The person you’re dating should treat you right, honoring and respecting your values, said Kristin Wagner, a licensed clinical professional counselor.
“You’re looking for someone who makes you feel valued, appreciated, respected.”
If you’re starting a dating relationship and things are not flowing, it’s a definite sign, said Amber Ussin-Davey, a licensed clinical professional counselor.
She finds some truth to the adage that people find a relationship when they’re not looking for it.
“It’s disheartening to think of each social event as maybe this will be the time I’ll meet someone,” Ussin-Davey said. Instead, concentrate on things that make you feel happy in your daily life.
“Things fall into place when we’re feeling good about ourselves,” she said.
If you’re in a dating relationship, it’s sometimes difficult to figure out to what degree your feelings are reciprocated.
Do you feel like you’re a priority in the other person’s life?
“Putting family first, their dog first, co-workers first, is definitely a sign they’re not that into you,” Ussin-Davey said.
Returning to the dating pool after a divorce can be daunting.
“A divorce is kind of like a death. You have to have time to grieve,” Wagner said.
Jeannie Assinos, a spokesperson for eHarmony, emphasized the importance of realizing what didn’t go right in your previous relationship and learning from that.
After a divorce, it is sometimes much clearer what you want and what you don’t want, she said.
But the fear of re-entering the dating scene can be intense.
“As we get older, our suitcases get heavier,” Wagner said.
It may be less intimidating to seek out friendships with people who have common interests through a bowling league, hiking club or book group.
If you’re dating with children, proceed slowly and with caution, Ussin-Davey said.
“You want to make sure this is somebody who you want to have in your child’s life.”
She also advised divorced parents to make sure to put their child’s needs first.
“Dating and relationships can be a rollercoaster ride, don’t bring them on it,” Assinos said.
Caution, then optimism
Although online dating is no longer considered an act of desperation, individuals need to proceed with more caution than they might with a blind date suggested by a friend. Online match-making sites offer a raft of dating safety tips. Those tips include being cautious about divulging personal information and setting up first dates in a public place during daylight hours.

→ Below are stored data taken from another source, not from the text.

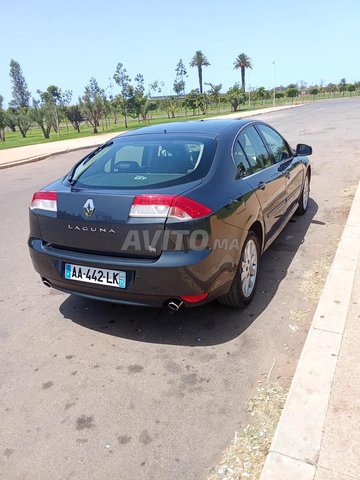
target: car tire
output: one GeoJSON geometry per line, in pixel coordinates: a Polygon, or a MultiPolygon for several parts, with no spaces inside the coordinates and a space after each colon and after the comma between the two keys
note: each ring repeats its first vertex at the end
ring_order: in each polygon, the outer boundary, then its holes
{"type": "Polygon", "coordinates": [[[231,287],[225,295],[218,298],[222,305],[243,308],[251,302],[256,290],[259,261],[259,239],[254,232],[249,232],[241,251],[240,262],[231,287]]]}
{"type": "Polygon", "coordinates": [[[306,174],[304,185],[299,197],[299,206],[295,212],[296,215],[304,215],[309,205],[309,195],[310,195],[310,175],[306,174]]]}

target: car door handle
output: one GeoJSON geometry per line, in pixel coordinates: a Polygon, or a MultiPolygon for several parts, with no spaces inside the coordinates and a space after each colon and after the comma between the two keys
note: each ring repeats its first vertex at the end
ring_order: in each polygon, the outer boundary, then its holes
{"type": "Polygon", "coordinates": [[[265,182],[259,182],[259,183],[258,183],[258,188],[259,188],[260,190],[265,190],[265,187],[266,187],[266,183],[265,183],[265,182]]]}
{"type": "Polygon", "coordinates": [[[285,177],[286,177],[287,179],[290,179],[290,176],[291,176],[291,175],[290,175],[290,172],[286,172],[286,173],[285,173],[285,177]]]}

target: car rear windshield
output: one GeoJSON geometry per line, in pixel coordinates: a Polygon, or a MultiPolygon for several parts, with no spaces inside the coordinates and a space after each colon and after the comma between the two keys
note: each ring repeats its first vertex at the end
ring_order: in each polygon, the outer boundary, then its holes
{"type": "Polygon", "coordinates": [[[208,172],[216,144],[210,137],[168,133],[116,138],[75,168],[72,183],[141,189],[191,182],[208,172]]]}

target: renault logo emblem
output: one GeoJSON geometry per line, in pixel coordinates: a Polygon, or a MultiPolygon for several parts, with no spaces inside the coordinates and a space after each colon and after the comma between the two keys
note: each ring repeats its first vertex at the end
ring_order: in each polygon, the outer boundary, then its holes
{"type": "Polygon", "coordinates": [[[95,212],[94,202],[91,198],[86,200],[85,205],[83,206],[84,213],[87,217],[91,217],[91,215],[95,212]]]}

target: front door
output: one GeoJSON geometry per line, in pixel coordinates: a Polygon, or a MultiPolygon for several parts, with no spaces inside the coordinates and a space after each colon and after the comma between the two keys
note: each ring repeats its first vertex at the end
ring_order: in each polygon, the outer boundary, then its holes
{"type": "Polygon", "coordinates": [[[266,229],[266,238],[273,236],[285,213],[285,177],[273,163],[271,155],[254,126],[244,128],[238,137],[253,174],[244,180],[256,191],[266,229]]]}
{"type": "Polygon", "coordinates": [[[304,169],[300,159],[293,153],[284,138],[268,125],[258,124],[256,128],[264,138],[273,155],[279,172],[285,178],[285,215],[293,210],[299,199],[303,184],[304,169]]]}

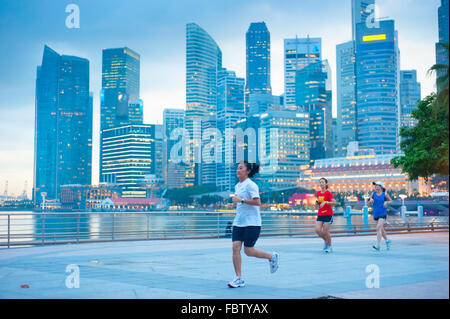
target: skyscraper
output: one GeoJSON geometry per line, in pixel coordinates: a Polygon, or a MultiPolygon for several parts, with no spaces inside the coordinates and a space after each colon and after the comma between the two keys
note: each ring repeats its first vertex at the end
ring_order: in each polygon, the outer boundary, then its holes
{"type": "Polygon", "coordinates": [[[246,33],[246,57],[245,101],[248,108],[249,94],[272,93],[270,86],[270,32],[264,22],[250,24],[246,33]]]}
{"type": "MultiPolygon", "coordinates": [[[[236,185],[236,137],[235,123],[245,118],[243,78],[234,71],[222,69],[217,81],[217,129],[216,141],[221,146],[220,159],[216,163],[216,186],[220,190],[234,191],[236,185]]],[[[243,159],[243,158],[242,158],[243,159]]]]}
{"type": "MultiPolygon", "coordinates": [[[[190,134],[190,164],[186,186],[200,184],[203,117],[216,116],[217,72],[222,68],[222,51],[213,38],[195,23],[186,25],[186,119],[190,134]]],[[[206,129],[206,128],[205,128],[206,129]]]]}
{"type": "Polygon", "coordinates": [[[375,0],[352,0],[352,39],[356,39],[356,25],[358,23],[374,23],[368,21],[374,13],[375,0]]]}
{"type": "Polygon", "coordinates": [[[140,56],[125,48],[104,49],[102,56],[102,92],[100,129],[141,124],[129,103],[139,102],[140,56]]]}
{"type": "MultiPolygon", "coordinates": [[[[185,166],[183,162],[174,163],[170,152],[172,147],[181,139],[172,140],[170,135],[175,129],[184,128],[185,111],[179,109],[165,109],[163,113],[163,167],[164,180],[167,188],[180,188],[185,185],[185,166]]],[[[176,133],[176,132],[174,132],[176,133]]]]}
{"type": "Polygon", "coordinates": [[[345,156],[347,145],[356,141],[356,25],[375,25],[375,0],[352,0],[352,40],[336,46],[337,127],[335,156],[345,156]]]}
{"type": "Polygon", "coordinates": [[[295,38],[284,40],[284,104],[294,106],[295,72],[310,63],[322,60],[321,38],[295,38]]]}
{"type": "Polygon", "coordinates": [[[90,184],[92,97],[89,61],[44,46],[37,68],[34,144],[35,204],[57,199],[64,184],[90,184]]]}
{"type": "Polygon", "coordinates": [[[417,120],[411,117],[420,100],[420,83],[416,70],[400,71],[400,126],[414,126],[417,120]]]}
{"type": "Polygon", "coordinates": [[[356,141],[356,75],[354,41],[336,46],[337,157],[345,156],[347,145],[356,141]]]}
{"type": "Polygon", "coordinates": [[[396,153],[400,112],[399,49],[394,20],[356,25],[356,121],[362,149],[396,153]]]}
{"type": "Polygon", "coordinates": [[[103,131],[143,123],[143,102],[139,99],[140,56],[124,48],[104,49],[100,95],[100,182],[103,171],[103,131]]]}
{"type": "MultiPolygon", "coordinates": [[[[438,9],[439,42],[436,43],[436,64],[448,65],[448,54],[440,45],[441,43],[448,44],[448,23],[448,0],[441,0],[441,6],[438,9]]],[[[443,75],[444,72],[444,70],[438,71],[437,76],[443,75]]]]}
{"type": "Polygon", "coordinates": [[[321,61],[296,71],[296,105],[309,114],[310,120],[311,162],[333,153],[331,90],[327,90],[327,77],[321,61]]]}
{"type": "Polygon", "coordinates": [[[116,126],[102,133],[101,180],[117,184],[123,197],[146,197],[145,177],[157,175],[156,125],[116,126]]]}

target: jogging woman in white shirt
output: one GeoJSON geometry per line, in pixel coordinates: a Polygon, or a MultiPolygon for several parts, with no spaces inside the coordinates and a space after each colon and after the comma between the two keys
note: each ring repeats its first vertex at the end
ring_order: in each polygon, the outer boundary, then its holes
{"type": "Polygon", "coordinates": [[[247,161],[239,162],[237,168],[239,183],[236,184],[235,194],[233,195],[233,203],[236,204],[236,217],[233,221],[232,231],[233,265],[236,277],[228,283],[231,288],[245,286],[245,282],[241,278],[242,243],[244,243],[244,252],[247,256],[268,259],[270,272],[272,273],[278,269],[279,254],[277,252],[269,254],[254,248],[261,232],[261,214],[259,212],[261,200],[258,185],[250,178],[258,172],[258,164],[250,164],[247,161]]]}

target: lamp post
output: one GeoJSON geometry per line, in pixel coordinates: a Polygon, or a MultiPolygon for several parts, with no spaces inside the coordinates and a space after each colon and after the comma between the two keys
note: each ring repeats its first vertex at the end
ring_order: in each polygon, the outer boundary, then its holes
{"type": "Polygon", "coordinates": [[[406,222],[406,206],[405,206],[405,199],[406,199],[406,197],[408,197],[408,196],[406,196],[405,194],[400,194],[400,195],[398,195],[398,197],[400,197],[400,198],[402,199],[402,207],[400,208],[400,212],[401,212],[401,215],[402,215],[402,220],[403,220],[403,222],[405,223],[405,222],[406,222]]]}

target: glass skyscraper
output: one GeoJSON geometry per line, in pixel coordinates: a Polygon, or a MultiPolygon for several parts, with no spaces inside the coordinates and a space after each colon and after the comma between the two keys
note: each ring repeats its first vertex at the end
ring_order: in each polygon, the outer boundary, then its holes
{"type": "MultiPolygon", "coordinates": [[[[220,160],[216,163],[216,186],[222,191],[233,191],[236,185],[236,137],[234,126],[245,118],[245,79],[236,77],[234,71],[222,69],[217,81],[217,129],[220,138],[220,160]]],[[[217,149],[216,149],[217,150],[217,149]]],[[[243,160],[244,158],[241,158],[243,160]]]]}
{"type": "Polygon", "coordinates": [[[355,40],[358,23],[375,24],[375,0],[352,0],[352,40],[336,46],[337,128],[335,156],[346,156],[347,145],[357,140],[356,124],[356,56],[355,40]],[[372,17],[369,17],[372,14],[372,17]]]}
{"type": "MultiPolygon", "coordinates": [[[[101,180],[116,184],[123,197],[146,197],[146,175],[157,175],[157,128],[133,124],[103,130],[101,180]]],[[[162,155],[159,154],[162,159],[162,155]]]]}
{"type": "Polygon", "coordinates": [[[173,158],[170,157],[172,147],[179,142],[178,140],[171,140],[170,134],[177,128],[184,128],[185,111],[180,109],[165,109],[163,113],[163,165],[164,165],[164,180],[167,188],[180,188],[185,185],[185,166],[183,162],[174,163],[173,158]]]}
{"type": "MultiPolygon", "coordinates": [[[[186,186],[202,183],[201,136],[206,116],[216,116],[217,72],[222,68],[222,51],[214,39],[195,23],[186,25],[186,118],[190,134],[190,164],[186,168],[186,186]]],[[[206,180],[211,177],[205,176],[206,180]]]]}
{"type": "Polygon", "coordinates": [[[362,149],[396,153],[400,114],[399,49],[394,20],[356,25],[356,122],[362,149]]]}
{"type": "Polygon", "coordinates": [[[103,131],[143,123],[143,102],[139,99],[140,56],[124,48],[104,49],[100,93],[100,182],[103,171],[103,131]]]}
{"type": "Polygon", "coordinates": [[[284,40],[284,104],[294,106],[295,72],[310,63],[322,60],[321,38],[295,38],[284,40]]]}
{"type": "Polygon", "coordinates": [[[129,103],[139,101],[140,56],[125,48],[104,49],[100,129],[126,124],[141,124],[129,103]]]}
{"type": "Polygon", "coordinates": [[[265,147],[264,151],[258,150],[263,185],[271,189],[297,185],[301,166],[309,164],[309,123],[308,113],[281,108],[260,115],[260,128],[265,129],[258,134],[259,148],[265,147]]]}
{"type": "MultiPolygon", "coordinates": [[[[436,64],[448,65],[448,55],[440,43],[448,44],[448,0],[441,0],[441,6],[438,9],[439,42],[436,43],[436,64]]],[[[437,76],[444,74],[444,70],[437,72],[437,76]]],[[[439,88],[438,88],[439,91],[439,88]]]]}
{"type": "Polygon", "coordinates": [[[347,145],[356,141],[356,75],[354,41],[336,46],[337,157],[345,156],[347,145]]]}
{"type": "Polygon", "coordinates": [[[303,112],[309,113],[312,163],[333,153],[331,90],[327,90],[327,77],[321,61],[296,71],[296,105],[303,112]]]}
{"type": "MultiPolygon", "coordinates": [[[[253,22],[246,33],[247,83],[245,103],[251,93],[271,94],[270,86],[270,32],[264,22],[253,22]]],[[[246,110],[248,113],[248,110],[246,110]]]]}
{"type": "Polygon", "coordinates": [[[33,199],[57,199],[61,185],[91,184],[89,61],[44,47],[37,68],[33,199]]]}
{"type": "MultiPolygon", "coordinates": [[[[373,13],[370,10],[375,5],[375,0],[352,0],[352,39],[356,39],[356,25],[366,23],[369,15],[373,13]]],[[[374,21],[371,21],[374,23],[374,21]]]]}
{"type": "Polygon", "coordinates": [[[400,126],[414,126],[417,120],[411,117],[420,100],[420,83],[416,70],[400,71],[400,126]]]}

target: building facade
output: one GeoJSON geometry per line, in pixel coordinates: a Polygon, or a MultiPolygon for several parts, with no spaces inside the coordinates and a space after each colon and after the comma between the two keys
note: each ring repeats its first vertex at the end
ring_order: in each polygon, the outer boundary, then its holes
{"type": "MultiPolygon", "coordinates": [[[[264,22],[253,22],[246,33],[245,103],[252,93],[271,94],[270,85],[270,32],[264,22]]],[[[248,113],[248,109],[246,110],[248,113]]]]}
{"type": "Polygon", "coordinates": [[[356,25],[356,138],[376,154],[398,150],[400,69],[393,20],[356,25]]]}
{"type": "MultiPolygon", "coordinates": [[[[185,166],[183,161],[179,163],[171,157],[172,148],[180,141],[182,135],[178,135],[176,129],[184,129],[185,111],[180,109],[165,109],[163,112],[163,163],[164,181],[167,188],[180,188],[185,185],[185,166]],[[178,139],[171,139],[171,134],[177,134],[178,139]]],[[[181,155],[180,155],[181,156],[181,155]]]]}
{"type": "Polygon", "coordinates": [[[157,172],[156,130],[141,124],[103,131],[101,179],[120,186],[122,197],[146,197],[145,177],[157,172]]]}
{"type": "Polygon", "coordinates": [[[296,71],[322,60],[321,38],[295,38],[284,40],[284,104],[295,106],[296,71]]]}
{"type": "Polygon", "coordinates": [[[90,184],[89,61],[44,47],[37,68],[33,201],[57,199],[63,184],[90,184]],[[45,194],[44,194],[45,193],[45,194]]]}
{"type": "Polygon", "coordinates": [[[400,71],[400,127],[416,125],[412,111],[420,101],[420,83],[417,82],[416,70],[400,71]]]}
{"type": "Polygon", "coordinates": [[[217,72],[222,68],[222,51],[214,39],[195,23],[186,25],[186,117],[189,133],[189,164],[185,185],[202,183],[202,130],[210,123],[204,117],[216,116],[217,72]]]}

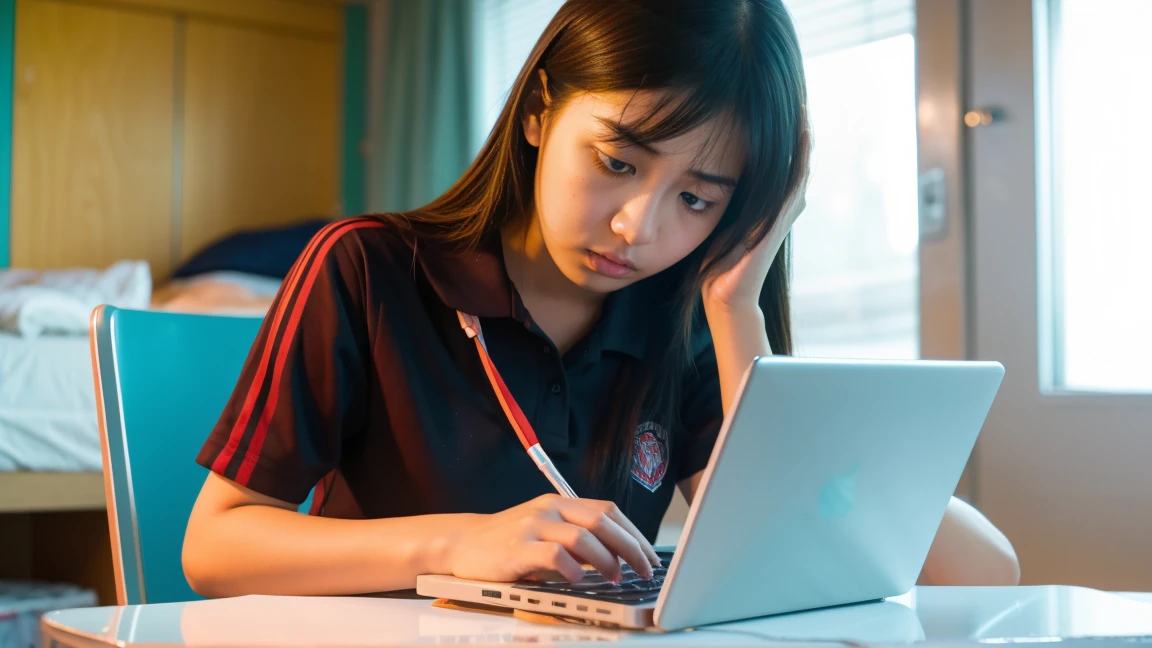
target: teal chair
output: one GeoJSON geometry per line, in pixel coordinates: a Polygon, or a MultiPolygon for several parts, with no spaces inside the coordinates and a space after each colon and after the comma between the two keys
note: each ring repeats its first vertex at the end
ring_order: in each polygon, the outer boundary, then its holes
{"type": "Polygon", "coordinates": [[[188,516],[207,476],[195,457],[259,328],[260,319],[252,317],[111,306],[92,313],[104,492],[120,605],[199,598],[180,562],[188,516]]]}

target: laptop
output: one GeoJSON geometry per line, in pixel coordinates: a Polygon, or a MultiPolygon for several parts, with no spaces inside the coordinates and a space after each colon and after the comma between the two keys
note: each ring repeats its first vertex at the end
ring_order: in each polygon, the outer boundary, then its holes
{"type": "Polygon", "coordinates": [[[997,362],[757,358],[654,578],[427,575],[416,591],[663,630],[903,594],[1003,376],[997,362]]]}

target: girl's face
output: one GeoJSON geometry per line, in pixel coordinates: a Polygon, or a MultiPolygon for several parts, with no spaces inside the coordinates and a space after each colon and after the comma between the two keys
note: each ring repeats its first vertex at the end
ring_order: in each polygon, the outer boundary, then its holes
{"type": "Polygon", "coordinates": [[[584,94],[525,115],[525,137],[540,149],[535,217],[544,244],[586,290],[619,290],[684,259],[716,228],[740,177],[743,147],[718,124],[652,146],[612,142],[658,99],[584,94]]]}

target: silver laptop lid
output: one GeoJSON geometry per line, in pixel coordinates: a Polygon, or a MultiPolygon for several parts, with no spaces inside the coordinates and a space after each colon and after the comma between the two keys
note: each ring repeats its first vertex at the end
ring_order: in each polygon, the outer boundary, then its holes
{"type": "Polygon", "coordinates": [[[902,594],[999,388],[995,362],[760,358],[656,609],[679,629],[902,594]]]}

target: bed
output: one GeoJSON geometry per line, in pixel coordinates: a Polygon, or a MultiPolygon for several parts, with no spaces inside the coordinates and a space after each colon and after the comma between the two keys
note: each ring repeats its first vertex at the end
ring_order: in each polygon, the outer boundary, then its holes
{"type": "MultiPolygon", "coordinates": [[[[279,285],[253,274],[206,273],[154,291],[151,306],[260,317],[279,285]]],[[[103,508],[87,336],[0,332],[0,513],[103,508]]]]}
{"type": "Polygon", "coordinates": [[[158,269],[138,260],[0,270],[0,580],[70,582],[95,590],[102,604],[116,601],[87,335],[92,309],[262,317],[329,222],[237,228],[158,286],[158,269]],[[79,303],[67,306],[62,295],[79,303]]]}
{"type": "Polygon", "coordinates": [[[88,341],[0,333],[0,511],[103,507],[88,341]]]}
{"type": "Polygon", "coordinates": [[[0,471],[99,471],[88,340],[0,333],[0,471]]]}

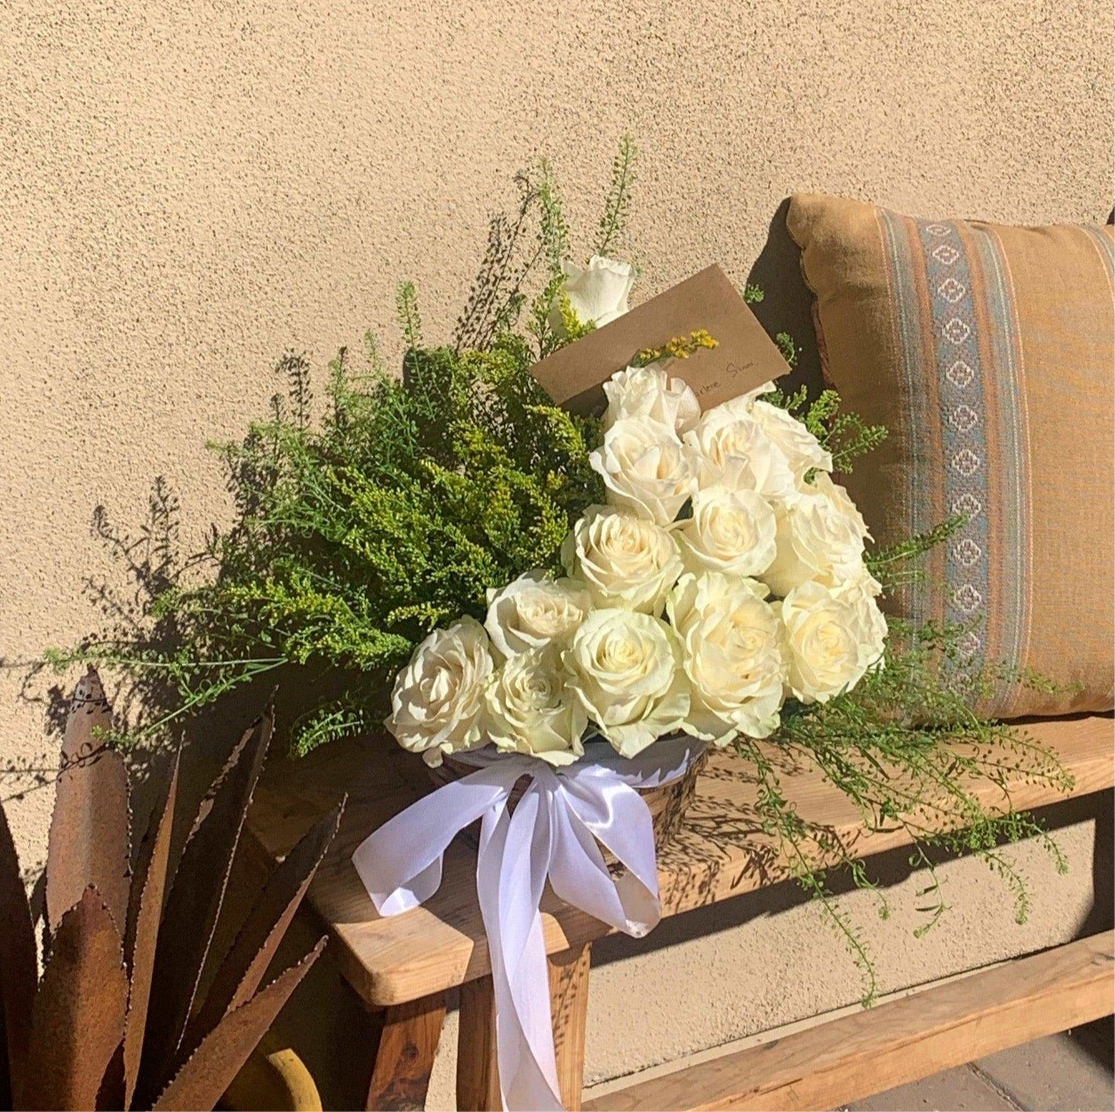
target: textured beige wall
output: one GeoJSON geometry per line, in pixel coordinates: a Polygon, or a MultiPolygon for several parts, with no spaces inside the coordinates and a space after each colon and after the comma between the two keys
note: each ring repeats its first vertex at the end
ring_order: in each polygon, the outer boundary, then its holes
{"type": "MultiPolygon", "coordinates": [[[[118,577],[92,507],[138,521],[167,474],[196,541],[227,513],[204,441],[274,357],[390,335],[401,276],[444,334],[532,155],[588,231],[637,136],[644,294],[742,281],[795,190],[1102,220],[1112,39],[1105,0],[0,0],[0,765],[50,760],[15,665],[118,577]]],[[[29,866],[48,806],[12,805],[29,866]]]]}

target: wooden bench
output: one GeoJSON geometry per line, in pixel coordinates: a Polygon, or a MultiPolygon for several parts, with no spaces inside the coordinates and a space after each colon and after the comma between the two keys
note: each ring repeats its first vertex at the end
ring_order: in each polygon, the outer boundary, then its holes
{"type": "MultiPolygon", "coordinates": [[[[1028,728],[1056,749],[1072,772],[1073,796],[1112,787],[1110,717],[1052,720],[1028,728]]],[[[865,830],[855,807],[816,770],[799,770],[784,786],[804,818],[829,828],[855,856],[908,844],[903,830],[865,830]]],[[[1028,782],[1008,788],[1016,809],[1066,798],[1028,782]]],[[[309,902],[332,936],[330,950],[342,975],[381,1015],[378,1049],[369,1048],[369,1054],[375,1049],[375,1065],[366,1107],[423,1107],[446,992],[459,988],[458,1107],[499,1108],[492,981],[476,901],[475,852],[455,842],[437,895],[386,919],[377,915],[350,862],[364,837],[428,790],[420,763],[384,739],[330,746],[297,765],[281,763],[269,770],[256,793],[250,830],[268,856],[281,857],[348,793],[340,833],[309,902]]],[[[980,793],[991,806],[1006,801],[991,784],[980,793]]],[[[714,753],[682,831],[660,854],[663,917],[786,879],[789,866],[758,829],[754,804],[746,763],[730,753],[714,753]]],[[[543,901],[543,924],[562,1096],[567,1108],[579,1109],[591,947],[608,928],[552,893],[543,901]]],[[[822,1024],[757,1051],[636,1082],[588,1107],[832,1108],[1109,1014],[1112,970],[1108,932],[822,1024]]]]}

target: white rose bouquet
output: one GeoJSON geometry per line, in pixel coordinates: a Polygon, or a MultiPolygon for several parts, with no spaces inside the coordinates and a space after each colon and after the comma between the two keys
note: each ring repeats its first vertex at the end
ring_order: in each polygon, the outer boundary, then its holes
{"type": "MultiPolygon", "coordinates": [[[[582,285],[628,270],[564,268],[582,285]]],[[[882,663],[869,534],[831,453],[768,400],[773,383],[702,412],[672,369],[605,384],[589,456],[605,500],[561,545],[567,578],[525,569],[489,590],[483,627],[462,617],[417,647],[387,719],[407,749],[436,765],[494,744],[564,765],[590,736],[625,757],[679,732],[725,746],[882,663]]]]}
{"type": "MultiPolygon", "coordinates": [[[[145,708],[133,743],[157,744],[265,673],[268,684],[284,677],[296,708],[294,755],[328,744],[352,759],[346,743],[377,732],[386,715],[395,739],[431,765],[463,760],[474,786],[503,785],[484,819],[499,835],[489,848],[504,844],[511,790],[525,776],[544,805],[517,817],[557,816],[531,852],[564,837],[565,864],[568,850],[590,873],[604,864],[584,808],[601,783],[626,805],[592,811],[593,829],[607,811],[612,843],[630,848],[650,837],[640,785],[661,786],[695,767],[685,764],[693,752],[726,747],[725,760],[759,784],[763,829],[801,863],[802,883],[862,959],[809,871],[818,844],[830,860],[848,855],[797,813],[780,787],[792,774],[784,766],[819,768],[868,825],[904,824],[915,843],[984,855],[1024,893],[998,842],[1037,828],[989,809],[973,786],[1008,776],[1063,784],[1065,774],[1048,750],[978,708],[1003,684],[1043,681],[973,663],[963,626],[895,619],[888,630],[880,599],[917,576],[911,561],[960,522],[874,544],[834,476],[886,430],[840,412],[830,391],[786,397],[766,383],[702,409],[686,381],[686,359],[715,343],[700,332],[599,367],[599,416],[542,390],[540,361],[612,322],[631,325],[636,272],[614,256],[633,156],[625,141],[587,265],[569,261],[542,165],[516,178],[518,208],[493,218],[451,340],[424,340],[414,288],[403,284],[401,376],[374,343],[363,363],[342,350],[319,409],[308,361],[282,360],[289,397],[223,446],[234,526],[177,558],[177,502],[162,483],[138,533],[145,547],[100,516],[98,531],[152,594],[133,608],[98,593],[120,624],[48,656],[59,669],[93,664],[131,678],[145,708]],[[199,574],[206,566],[213,574],[199,574]]],[[[793,344],[779,343],[792,365],[793,344]]],[[[424,836],[445,832],[444,799],[469,795],[447,787],[415,804],[433,808],[424,836]]],[[[367,851],[373,872],[372,859],[414,848],[394,822],[367,851]]],[[[548,863],[537,865],[547,875],[548,863]]],[[[653,864],[643,882],[643,911],[629,908],[617,929],[653,925],[653,914],[639,917],[653,904],[653,864]]],[[[507,899],[522,887],[510,884],[507,899]]],[[[592,889],[560,887],[572,901],[592,889]]],[[[591,913],[610,914],[596,902],[591,913]]]]}

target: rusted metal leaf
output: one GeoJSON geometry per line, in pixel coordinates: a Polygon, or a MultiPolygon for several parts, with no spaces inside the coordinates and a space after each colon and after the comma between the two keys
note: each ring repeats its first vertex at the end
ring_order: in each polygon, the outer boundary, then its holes
{"type": "Polygon", "coordinates": [[[178,1061],[198,982],[224,900],[252,790],[271,739],[273,711],[240,739],[202,807],[175,870],[159,928],[137,1099],[151,1100],[178,1061]]]}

The match process on eHarmony starts with questions designed to analyze core issues, beliefs and values. The site looks for compatibility in key areas, giving little credence to the adage that opposites attract.
“What we say is opposites attract, and then attack,” Assinos said.
A long-term, successful relationship is apt to work better if couples are more compatible, Assinos said.
During the dating search, individuals nail down 10 “must haves” in a relationship and an equal number of “can’t stands.”
Some counselors suggest that relationships go through stages. At first, couples focus on how alike they are, dismissing their differences. Eventually, they come to an awareness that they are not clones of each other. Finally, there is a recognition of differences and they establish patterns of how to handle conflict.
At some point, individuals always have to cope with some level of disillusionment in relationships as they unfold. How they handle that disappointment and disenchantment can make all the difference in a relationship.
Some researchers suggest that the quality of the interaction between two people is a better indicator of a relationship’s health than compatibility traits.
Irreconcilable differences crop up between couples in any relationship. The stability of a relationship may have more to do with how you fight than what you fight over.
Research done by John Gottman, a psychologist and professor emeritus at the University of Washington in Seattle, indicates that in stable marriages, there are five times as many positive communications as negative ones.
Happy couples tend to be more successful in sharing their joy, respecting each other’s feelings, and punctuating tense situations with humor.
The quality of those interactions just might be worth considering while you’re searching for Mister or Miss Right.